Media buyers also want better metrics for TV. Kate Sirkin, executive VP of global research for Starcom MediaVest Group, figures that for certain shows, certain time periods and certain genres, was much of 50% of viewing isn’t being counted. “As we look to our kids’ behavior and teens’ behavior [the measurement system] is pretty much broken for them unless we have full cross-screen measurement.”
“It’s urgent,” says Jed Meyer, global director of research and analytics at Annalect, part of the Omnicom Media Group. “We’re all trying to understand the consumer landscape and the media behavior and the measurement’s not there yet. And the pace of change is so rapid that literally it’s month by month with technology innovations and we’re still dealing with a fairly antiquated methodology that does not fi t in today’s fragmented media environment.” Meyer, a former Nielsen executive, thinks that having the comScore-Rentrak combination compete with Nielsen will be good for the industry.
“I think there could be room for more than one provider here. And I think if history is any guide, Nielsen responds better and innovates more when they have a competitor,” Meyer says. “The biggest thing I’m hope for is this will spur innovation and progress in the marketplace because if it does that then we all benefit. Those companies that merged benefit. Nielsen can benefit from the point of bringing better products to market.”

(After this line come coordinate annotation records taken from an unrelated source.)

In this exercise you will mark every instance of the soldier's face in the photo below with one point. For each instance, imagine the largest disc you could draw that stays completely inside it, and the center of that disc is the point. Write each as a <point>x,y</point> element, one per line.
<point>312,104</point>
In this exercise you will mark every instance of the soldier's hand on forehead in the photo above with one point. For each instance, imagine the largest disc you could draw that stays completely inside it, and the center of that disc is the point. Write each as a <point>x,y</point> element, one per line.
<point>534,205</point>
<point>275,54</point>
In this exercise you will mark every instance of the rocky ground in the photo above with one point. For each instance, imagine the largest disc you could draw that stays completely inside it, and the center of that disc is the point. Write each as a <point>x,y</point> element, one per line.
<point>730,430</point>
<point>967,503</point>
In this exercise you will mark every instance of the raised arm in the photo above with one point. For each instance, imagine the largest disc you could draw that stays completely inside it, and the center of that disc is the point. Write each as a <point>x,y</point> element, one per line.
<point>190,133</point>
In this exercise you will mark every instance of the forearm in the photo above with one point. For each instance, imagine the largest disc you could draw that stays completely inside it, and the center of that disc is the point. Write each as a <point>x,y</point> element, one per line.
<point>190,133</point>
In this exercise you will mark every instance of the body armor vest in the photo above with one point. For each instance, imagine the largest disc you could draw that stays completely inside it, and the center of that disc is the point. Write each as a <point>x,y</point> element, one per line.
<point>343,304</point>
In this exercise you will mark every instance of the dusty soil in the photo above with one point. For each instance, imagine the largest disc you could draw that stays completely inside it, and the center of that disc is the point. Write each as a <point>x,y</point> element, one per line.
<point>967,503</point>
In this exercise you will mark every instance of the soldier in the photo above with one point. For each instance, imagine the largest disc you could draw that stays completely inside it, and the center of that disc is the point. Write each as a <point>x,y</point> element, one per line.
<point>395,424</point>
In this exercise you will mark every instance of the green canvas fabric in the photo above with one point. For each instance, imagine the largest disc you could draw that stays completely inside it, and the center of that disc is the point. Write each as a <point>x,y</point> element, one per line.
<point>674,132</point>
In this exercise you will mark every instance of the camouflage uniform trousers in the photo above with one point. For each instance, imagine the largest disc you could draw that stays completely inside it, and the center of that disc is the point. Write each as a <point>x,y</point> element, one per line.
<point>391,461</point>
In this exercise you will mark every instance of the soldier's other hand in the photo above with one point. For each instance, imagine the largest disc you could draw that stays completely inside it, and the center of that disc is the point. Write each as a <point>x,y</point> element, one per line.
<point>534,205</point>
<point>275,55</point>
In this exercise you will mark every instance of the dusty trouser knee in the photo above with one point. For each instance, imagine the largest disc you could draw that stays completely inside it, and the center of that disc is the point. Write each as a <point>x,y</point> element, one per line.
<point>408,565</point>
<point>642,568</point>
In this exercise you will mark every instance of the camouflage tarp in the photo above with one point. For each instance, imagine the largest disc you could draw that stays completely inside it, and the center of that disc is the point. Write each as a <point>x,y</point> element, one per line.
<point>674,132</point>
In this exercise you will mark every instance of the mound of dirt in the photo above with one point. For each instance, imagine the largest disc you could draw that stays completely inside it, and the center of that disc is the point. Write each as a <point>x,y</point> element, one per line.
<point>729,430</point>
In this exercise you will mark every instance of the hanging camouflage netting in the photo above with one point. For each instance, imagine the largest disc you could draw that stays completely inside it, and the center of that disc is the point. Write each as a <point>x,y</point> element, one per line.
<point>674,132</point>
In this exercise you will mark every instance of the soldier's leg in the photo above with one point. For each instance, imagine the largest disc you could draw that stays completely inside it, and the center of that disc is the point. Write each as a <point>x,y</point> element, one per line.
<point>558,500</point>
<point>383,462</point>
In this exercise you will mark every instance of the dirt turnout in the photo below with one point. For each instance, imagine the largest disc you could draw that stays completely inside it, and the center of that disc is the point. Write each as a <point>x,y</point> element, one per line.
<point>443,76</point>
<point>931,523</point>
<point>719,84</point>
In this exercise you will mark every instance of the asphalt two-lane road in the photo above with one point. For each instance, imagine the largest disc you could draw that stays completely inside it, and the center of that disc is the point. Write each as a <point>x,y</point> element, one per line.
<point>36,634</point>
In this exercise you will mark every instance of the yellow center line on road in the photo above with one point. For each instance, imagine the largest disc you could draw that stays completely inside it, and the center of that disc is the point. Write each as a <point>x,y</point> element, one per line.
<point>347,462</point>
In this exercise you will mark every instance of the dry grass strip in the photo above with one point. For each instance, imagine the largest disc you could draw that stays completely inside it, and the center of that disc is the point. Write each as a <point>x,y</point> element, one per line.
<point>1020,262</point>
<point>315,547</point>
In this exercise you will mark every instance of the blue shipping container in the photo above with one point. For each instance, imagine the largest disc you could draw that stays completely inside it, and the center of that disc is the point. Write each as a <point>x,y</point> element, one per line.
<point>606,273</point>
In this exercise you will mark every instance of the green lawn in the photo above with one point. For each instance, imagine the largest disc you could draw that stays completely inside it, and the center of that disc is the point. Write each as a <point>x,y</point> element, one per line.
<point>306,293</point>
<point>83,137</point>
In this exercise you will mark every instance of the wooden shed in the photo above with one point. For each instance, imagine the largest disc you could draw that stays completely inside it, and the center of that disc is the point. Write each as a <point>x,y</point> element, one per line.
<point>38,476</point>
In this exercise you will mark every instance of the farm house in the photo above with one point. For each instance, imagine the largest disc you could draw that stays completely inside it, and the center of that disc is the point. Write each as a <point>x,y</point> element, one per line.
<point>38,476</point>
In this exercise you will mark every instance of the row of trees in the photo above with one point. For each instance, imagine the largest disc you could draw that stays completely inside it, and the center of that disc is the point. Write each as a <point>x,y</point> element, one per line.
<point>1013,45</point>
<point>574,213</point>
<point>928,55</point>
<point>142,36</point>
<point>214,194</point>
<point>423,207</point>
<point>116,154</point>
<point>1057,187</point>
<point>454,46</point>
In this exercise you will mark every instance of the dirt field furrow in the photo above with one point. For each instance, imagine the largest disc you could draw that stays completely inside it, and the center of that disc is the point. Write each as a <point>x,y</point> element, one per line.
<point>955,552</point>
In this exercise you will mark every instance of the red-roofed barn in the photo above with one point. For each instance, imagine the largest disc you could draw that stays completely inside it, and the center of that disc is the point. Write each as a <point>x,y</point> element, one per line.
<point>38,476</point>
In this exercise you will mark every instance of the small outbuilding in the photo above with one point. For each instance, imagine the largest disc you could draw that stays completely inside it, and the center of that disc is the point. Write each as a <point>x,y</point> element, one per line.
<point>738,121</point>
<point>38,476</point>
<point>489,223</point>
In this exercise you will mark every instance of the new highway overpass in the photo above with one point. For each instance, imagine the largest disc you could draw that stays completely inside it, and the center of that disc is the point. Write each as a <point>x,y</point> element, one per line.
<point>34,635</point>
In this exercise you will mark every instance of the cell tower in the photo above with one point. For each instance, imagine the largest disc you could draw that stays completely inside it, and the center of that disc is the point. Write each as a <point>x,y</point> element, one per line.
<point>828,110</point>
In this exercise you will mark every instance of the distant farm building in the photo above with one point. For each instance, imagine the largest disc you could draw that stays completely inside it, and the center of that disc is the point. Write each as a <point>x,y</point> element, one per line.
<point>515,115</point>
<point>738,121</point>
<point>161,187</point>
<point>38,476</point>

“Competition is always good,” adds CBS’ Poltrack, who acknowledges that supporting two competitors will be a challenge for the industry. “If they both solve the problems and find the ideal system and they both then switch to the ideal system that means they’ll both give you the same exact numbers, which means there’s no need to buy both,” he says. “What you’re looking for is a case where both services have a solid base and each one offers a unique benefit. I believe it will get better.”
Wall Street analysts don’t see the deal threatening Nielsen long-term. One concern among media veterans: WPP’s influence over the new ratings company.
“I wish they weren’t partly owned by one of the big players in the buy-sell transaction. I would prefer they were truly independent,” said Meyer of Omnicom, which competes with WPP.
CBS’s Poltrak agreed, but added there was an upside. “You’d rather have an owner that’s involved in the process and has a vested interest in making advertising on television work as effectively as possible and across the digital assets as well than someone who’s just in it for a pure profit motive.”
But analysts who follow the measurement business don’t see these competitors as equals. If anyone is due to lead the industry out of the wilderness, they say, it will be the better-capitalized Nielsen.
“We believe the industry is looking for a better/best measurement solution to its audience crisis. We don't believe the industry will find that from comScore/Rentrak—not even close,” said Todd Juenger of Sanford C. Bernstein.
Tom Eagan of the Telsey Group said media programmers would wind up the biggest beneficiary of the merger. “With proliferating viewership across desktop, mobile and on-demand platforms, ratings will continue to decline,” he said. “The comScore-Rentrak deal will guarantee an improved cross-platform metric which should serve to reverse the concern over lost viewers.”
The newly fortified player “will undoubtedly continue to grow, but not necessarily at Nielsen’s expense,” said Brian Wieser of Pivotal Research. “Third-party measurement companies could continue to find traction in the space without harming Nielsen longer-term.”